Insistence on Truth

March 2018. I was on an inter-city train racing through the countryside of southern Spain. Across the aisle was a mother and her teenage son: she was engrossed in an e-book while he was engrossed in study exercises. I needed to be engrossed in something.

I wanted to close my eyes and listen to music. The collection on my phone had become too familiar, so I decided to download something I had never heard before.

A few weeks earlier I had enjoyed a piece by American composer Philip Glass on BBC Radio Three’s overnight “Through the Night.” The time difference with the UK, means this show runs around dinner time in Minneapolis.

With the help of Google, I settled on Glass’s 1979 opera, “Satyagraha.” I downloaded it from my music subscription service and gave it a try. I was hooked by the end of the opening scene, and by the final aria I was hoping it would never end.

Because of this chance encounter with “Satyagraha” I’ll be going on another journey next week, this time to Los Angeles.

Satyagraha: Truth Force

May 1893. A young lawyer, Mahatma Gandhi, arrived in South Africa from India. He did not yet have the name “Mahatma” (“Great Soul”) but he would earn that title over the next 21 years in South Africa.

He arrived in a region that was stratified by race. Through unjust laws, white Europeans had set things up so they had most of the advantages. Blacks, the original southern Africans, were relegated to the bottom of society. Indians brought in from colonial India were slotted somewhere in the lower rungs of society.

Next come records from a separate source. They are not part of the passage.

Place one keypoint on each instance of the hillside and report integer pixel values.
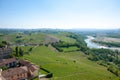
(68, 66)
(64, 54)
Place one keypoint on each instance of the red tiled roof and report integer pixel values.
(14, 71)
(7, 61)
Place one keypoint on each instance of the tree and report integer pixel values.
(20, 52)
(16, 49)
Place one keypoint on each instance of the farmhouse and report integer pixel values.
(20, 70)
(5, 52)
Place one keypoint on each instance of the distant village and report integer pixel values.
(15, 69)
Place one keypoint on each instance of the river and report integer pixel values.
(91, 44)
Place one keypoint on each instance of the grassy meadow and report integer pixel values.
(68, 66)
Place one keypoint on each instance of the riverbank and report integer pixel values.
(92, 44)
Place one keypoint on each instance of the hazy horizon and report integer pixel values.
(60, 14)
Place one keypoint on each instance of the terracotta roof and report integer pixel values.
(14, 71)
(7, 61)
(32, 67)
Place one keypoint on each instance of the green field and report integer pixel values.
(68, 66)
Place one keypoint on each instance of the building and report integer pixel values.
(33, 70)
(18, 69)
(18, 73)
(5, 52)
(11, 62)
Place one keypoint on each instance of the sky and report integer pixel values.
(60, 14)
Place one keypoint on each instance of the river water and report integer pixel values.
(91, 44)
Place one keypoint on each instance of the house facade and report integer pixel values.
(5, 52)
(18, 69)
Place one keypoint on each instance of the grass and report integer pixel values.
(73, 48)
(69, 65)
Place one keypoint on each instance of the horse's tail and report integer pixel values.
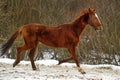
(6, 46)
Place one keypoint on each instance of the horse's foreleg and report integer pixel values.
(72, 51)
(31, 56)
(19, 50)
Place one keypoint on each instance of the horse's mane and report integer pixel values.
(81, 13)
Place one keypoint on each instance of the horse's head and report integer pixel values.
(94, 20)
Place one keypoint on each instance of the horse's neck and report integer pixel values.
(79, 26)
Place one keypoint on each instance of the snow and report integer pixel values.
(49, 70)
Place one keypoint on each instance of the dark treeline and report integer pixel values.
(94, 48)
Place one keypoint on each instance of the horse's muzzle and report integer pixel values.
(99, 28)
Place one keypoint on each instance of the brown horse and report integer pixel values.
(62, 36)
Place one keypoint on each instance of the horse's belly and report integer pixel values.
(52, 42)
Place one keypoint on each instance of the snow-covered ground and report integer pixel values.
(49, 70)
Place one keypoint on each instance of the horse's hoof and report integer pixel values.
(34, 68)
(81, 70)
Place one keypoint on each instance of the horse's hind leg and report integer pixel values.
(19, 50)
(75, 58)
(31, 56)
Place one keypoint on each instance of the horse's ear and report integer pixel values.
(89, 10)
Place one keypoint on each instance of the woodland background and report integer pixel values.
(94, 48)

During his 21 years in South Africa, Gandhi developed the strategy of Satyagraha (Sanskrit for “Truth Force”). Protests against unjust laws were peaceful; protesters willingly presented themselves for arrest. Gandhi was sentenced to four terms of imprisonment, including nine months of hard labor.

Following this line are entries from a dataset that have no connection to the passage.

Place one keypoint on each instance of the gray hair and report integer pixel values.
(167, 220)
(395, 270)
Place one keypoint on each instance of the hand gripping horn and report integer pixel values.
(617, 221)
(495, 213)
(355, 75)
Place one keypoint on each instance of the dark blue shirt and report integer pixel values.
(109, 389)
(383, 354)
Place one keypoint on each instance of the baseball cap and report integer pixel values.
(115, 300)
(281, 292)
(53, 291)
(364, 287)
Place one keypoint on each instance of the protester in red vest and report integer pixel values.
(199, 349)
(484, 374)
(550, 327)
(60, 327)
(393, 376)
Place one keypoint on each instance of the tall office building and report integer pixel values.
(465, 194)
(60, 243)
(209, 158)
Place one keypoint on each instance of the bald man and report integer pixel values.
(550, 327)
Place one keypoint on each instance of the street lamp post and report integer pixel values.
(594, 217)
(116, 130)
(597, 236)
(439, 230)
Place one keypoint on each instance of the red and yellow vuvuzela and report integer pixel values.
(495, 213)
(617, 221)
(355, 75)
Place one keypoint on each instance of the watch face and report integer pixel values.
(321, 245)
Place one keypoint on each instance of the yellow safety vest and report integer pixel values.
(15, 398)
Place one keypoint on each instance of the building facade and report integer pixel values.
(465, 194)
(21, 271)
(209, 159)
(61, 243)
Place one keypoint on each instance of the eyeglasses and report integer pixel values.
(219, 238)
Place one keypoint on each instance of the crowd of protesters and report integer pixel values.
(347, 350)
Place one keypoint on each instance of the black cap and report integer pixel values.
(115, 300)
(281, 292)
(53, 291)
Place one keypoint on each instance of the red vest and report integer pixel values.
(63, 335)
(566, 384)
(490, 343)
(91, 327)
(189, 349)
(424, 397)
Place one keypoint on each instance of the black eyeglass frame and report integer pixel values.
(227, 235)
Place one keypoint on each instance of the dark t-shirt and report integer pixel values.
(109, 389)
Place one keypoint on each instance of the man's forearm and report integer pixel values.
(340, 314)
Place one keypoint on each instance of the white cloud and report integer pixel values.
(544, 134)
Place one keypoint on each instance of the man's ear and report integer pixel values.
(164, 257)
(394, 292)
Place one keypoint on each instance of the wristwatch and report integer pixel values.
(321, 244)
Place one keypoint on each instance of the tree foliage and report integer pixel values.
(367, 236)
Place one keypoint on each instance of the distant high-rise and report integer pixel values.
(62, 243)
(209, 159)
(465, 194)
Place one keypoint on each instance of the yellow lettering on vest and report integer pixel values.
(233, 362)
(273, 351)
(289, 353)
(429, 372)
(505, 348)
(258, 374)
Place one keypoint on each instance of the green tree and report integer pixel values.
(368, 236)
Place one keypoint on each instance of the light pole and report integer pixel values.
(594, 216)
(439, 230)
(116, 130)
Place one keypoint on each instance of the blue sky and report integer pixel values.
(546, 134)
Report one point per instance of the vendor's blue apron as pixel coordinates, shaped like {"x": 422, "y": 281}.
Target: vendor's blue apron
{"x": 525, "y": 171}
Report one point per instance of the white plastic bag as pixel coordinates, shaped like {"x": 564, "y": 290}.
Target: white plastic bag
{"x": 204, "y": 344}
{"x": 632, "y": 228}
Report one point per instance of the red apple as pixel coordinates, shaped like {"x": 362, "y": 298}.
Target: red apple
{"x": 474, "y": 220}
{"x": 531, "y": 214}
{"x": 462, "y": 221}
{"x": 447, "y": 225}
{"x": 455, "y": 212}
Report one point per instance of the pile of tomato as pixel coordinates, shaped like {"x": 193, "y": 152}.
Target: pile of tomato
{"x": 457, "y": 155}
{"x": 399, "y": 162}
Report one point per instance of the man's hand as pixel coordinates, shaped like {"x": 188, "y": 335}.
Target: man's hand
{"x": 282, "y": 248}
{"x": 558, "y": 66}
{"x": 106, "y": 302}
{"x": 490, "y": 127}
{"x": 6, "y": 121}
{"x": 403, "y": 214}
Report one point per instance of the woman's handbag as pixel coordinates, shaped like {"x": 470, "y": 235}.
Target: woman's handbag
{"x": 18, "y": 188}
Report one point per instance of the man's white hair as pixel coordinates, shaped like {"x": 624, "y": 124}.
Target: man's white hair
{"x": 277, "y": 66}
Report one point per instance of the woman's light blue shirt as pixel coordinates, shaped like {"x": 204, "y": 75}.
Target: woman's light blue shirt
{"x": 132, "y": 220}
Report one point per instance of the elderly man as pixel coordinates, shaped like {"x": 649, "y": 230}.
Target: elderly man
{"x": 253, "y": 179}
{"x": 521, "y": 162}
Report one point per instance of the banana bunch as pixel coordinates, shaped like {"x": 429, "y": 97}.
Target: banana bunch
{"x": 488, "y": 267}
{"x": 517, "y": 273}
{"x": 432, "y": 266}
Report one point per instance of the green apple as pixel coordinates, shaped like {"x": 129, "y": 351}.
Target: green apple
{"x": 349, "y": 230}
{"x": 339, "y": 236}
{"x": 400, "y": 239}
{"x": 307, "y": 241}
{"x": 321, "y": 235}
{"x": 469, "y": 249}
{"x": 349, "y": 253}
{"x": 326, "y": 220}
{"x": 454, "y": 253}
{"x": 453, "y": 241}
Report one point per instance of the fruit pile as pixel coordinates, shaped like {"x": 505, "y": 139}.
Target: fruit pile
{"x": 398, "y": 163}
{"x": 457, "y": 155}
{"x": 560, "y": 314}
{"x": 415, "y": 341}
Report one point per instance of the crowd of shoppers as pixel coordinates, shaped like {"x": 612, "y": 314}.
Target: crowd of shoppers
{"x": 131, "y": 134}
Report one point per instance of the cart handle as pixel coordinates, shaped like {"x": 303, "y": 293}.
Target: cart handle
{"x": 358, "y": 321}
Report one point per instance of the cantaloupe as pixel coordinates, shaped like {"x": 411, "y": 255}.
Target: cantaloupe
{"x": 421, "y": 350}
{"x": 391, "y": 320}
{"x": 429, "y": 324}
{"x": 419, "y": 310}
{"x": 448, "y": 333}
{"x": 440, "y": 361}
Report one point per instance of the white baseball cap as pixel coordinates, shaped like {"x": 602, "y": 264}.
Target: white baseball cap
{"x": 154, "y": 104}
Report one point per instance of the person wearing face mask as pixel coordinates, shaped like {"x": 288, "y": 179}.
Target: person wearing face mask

Gandhi distanced Satyagraha from passive resistance:

While in passive resistance there is a scope for the use of arms when a suitable occasion arrives, in Satyagraha physical force is forbidden even in the most favourable circumstances. Passive resistance is often looked upon as a preparation for the use of force while Satyagraha can never be utilized as such. Passive resistance may be offered side by side with the use of arms. Satyagraha and brute force, being each a negation of the other, can never go together.

Satyagraha in South Africa

Gandhi is rightly criticized for his disdain for black South Africans. However, the techniques he developed in South Africa led to the peaceful liberation of India from the British, and inspired Martin Luther King, Jr.

Gandhi, bronze, at the Martin Luther King, Jr. Historical Park, Atlanta, GA. July 2011.

Satyagraha: the Opera

I defy anyone not to tear up at the final aria.

The elevated, slowly gesticulating figure at the rear of the stage depicts Martin Luther King, Jr.

This short video provides an overview of the opera as it was presented by New York City’s Metropolitan Opera in 2011.

Other resources that have helped me to understand the opera include:

My Insistence on Truth

There are different translations of  “Satyagraha.” I choose “Insistence on Truth.”

Until January 2017, I had never taken part in a street protest. Since then, I’ve participated in several protests. I have a fractal view of the power of the individual: a tiny act can initiate a chain reaction of other tiny acts which can bring us closer to social justice.

June 30, 2018: We brought downtown Minneapolis to a halt.

Next week my partner and I will fly to Los Angeles to see the LA Opera’s production of Satyagraha. It will have clear messages for our time.

I am excited that a train journey in Spain can lead to a flight to Los Angeles, and that traveling beyond my immediate comfort zone helps me to see all of us as one human family.